I’ve chosen here to discuss some Common Lisp built-in operators that highlight the various issues. However, the problems cited here are quite general, and occur routinely in other dynamically-typed languages as well as user programs. Fortunately, the solutions to these problems are also conveniently available to designers, implementors, and programmers–without throwing dynamic typing out the window. I’ve provided code to illustrate how these ideas can be translated into practice without requiring any fundamental change to the underlying technology.
“Why is there no generic COPY
function?” Common Lisp
programmers often ask this question.
This glossary entry from dpANS Common Lisp [CL93]
provides some useful background information and a brief rationale for
the absence of a generic COPY
function:
copy n.
- (of a cons C) a fresh cons with the same car and cdr as C.
- (of a list L) a fresh list with the same elements as L.. (Only the list structure is fresh; the elements are the same.) See the function
copy-list
.- (of an association list A with elements A_(i)) a fresh list B with elements B_(i), each of which is nil if A_(i) is nil, or else a copy of the cons A_(i). See the function
copy-alist
.- (of a tree T) a fresh tree with the same leaves as T. See the function
copy-tree
.- (of a random state R) a fresh random state that, if used as an argument to the function
random
would produce the same series of “random” values as R would produce.- (of a structure S) a fresh structure that has the same type as S, and that has slot values, each of which is the same as the corresponding slot value of S.
(Note that since the difference between a cons, a list, and a tree is a matter of “view” or “intention,” there can be no general-purpose function which, based solely on the type of an object, can determine which of these distinct meanings is intended. The distinction rests solely on the basis of the text description within this document. For example, phrases like “a copy of the given list” or “copy of the list x” imply the second definition.)
Programmers want a generic COPY
function that somehow
``does the right thing,’’ but relying solely on the representation type
is insufficient to resolve intentional distinctions between conses,
lists, alists, and trees, so we wouldn’t know whether to call
COPY-CONS
(if there were such a thing), COPY-LIST
,
COPY-ALIST
,
or COPY-TREE
.
Of course, we could just define that COPY-LIST
is what’s used, but that could (and probably would) give the misleading
impression that such a choice was ``uniquely determined’’ or even
``morally correct,’’ instead of just arbitrarily chosen. Also, an
arbitrary choice would leave users feeling funny about the presence of
an operator that can copy many–but not all–kinds of objects.

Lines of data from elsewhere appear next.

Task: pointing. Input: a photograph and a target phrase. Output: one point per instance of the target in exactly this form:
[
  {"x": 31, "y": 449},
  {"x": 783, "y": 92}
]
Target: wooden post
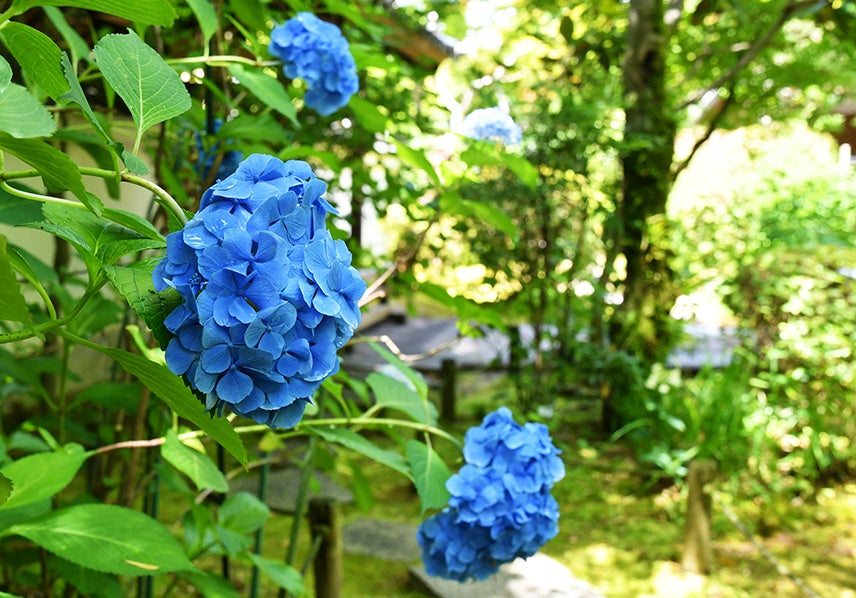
[
  {"x": 325, "y": 528},
  {"x": 448, "y": 375},
  {"x": 698, "y": 555}
]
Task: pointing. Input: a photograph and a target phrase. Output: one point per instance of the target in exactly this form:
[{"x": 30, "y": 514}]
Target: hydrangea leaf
[
  {"x": 429, "y": 475},
  {"x": 38, "y": 55},
  {"x": 88, "y": 582},
  {"x": 76, "y": 95},
  {"x": 39, "y": 476},
  {"x": 134, "y": 283},
  {"x": 21, "y": 115},
  {"x": 144, "y": 12},
  {"x": 152, "y": 91},
  {"x": 395, "y": 394},
  {"x": 197, "y": 466},
  {"x": 267, "y": 89},
  {"x": 284, "y": 576},
  {"x": 207, "y": 17},
  {"x": 179, "y": 398},
  {"x": 58, "y": 171},
  {"x": 357, "y": 443},
  {"x": 6, "y": 486},
  {"x": 107, "y": 538},
  {"x": 12, "y": 305}
]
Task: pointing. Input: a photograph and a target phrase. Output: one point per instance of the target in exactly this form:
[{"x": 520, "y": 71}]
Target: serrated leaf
[
  {"x": 38, "y": 56},
  {"x": 152, "y": 91},
  {"x": 179, "y": 398},
  {"x": 412, "y": 375},
  {"x": 107, "y": 538},
  {"x": 198, "y": 467},
  {"x": 40, "y": 476},
  {"x": 6, "y": 486},
  {"x": 243, "y": 513},
  {"x": 355, "y": 442},
  {"x": 268, "y": 89},
  {"x": 12, "y": 305},
  {"x": 395, "y": 394},
  {"x": 368, "y": 115},
  {"x": 429, "y": 475},
  {"x": 21, "y": 115},
  {"x": 58, "y": 171},
  {"x": 106, "y": 241},
  {"x": 93, "y": 584},
  {"x": 284, "y": 576},
  {"x": 207, "y": 17},
  {"x": 416, "y": 158},
  {"x": 144, "y": 12},
  {"x": 134, "y": 283}
]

Where does this leave us? Well, it doesn’t mean the problem cannot be solved. It only means that additional data flow must be provided to the running program in order for it to be able to divine the programmer’s intent. For example:
(DEFUN COPY (OBJECT &OPTIONAL (INTENTIONAL-TYPE (TYPE-OF OBJECT)))
(COPY-OBJECT OBJECT INTENTIONAL-TYPE))
(DEFGENERIC COPY-OBJECT (OBJECT INTENTIONAL-TYPE))
(DEFMETHOD COPY-OBJECT ((OBJECT CONS) (TYPE (EQL 'CONS)))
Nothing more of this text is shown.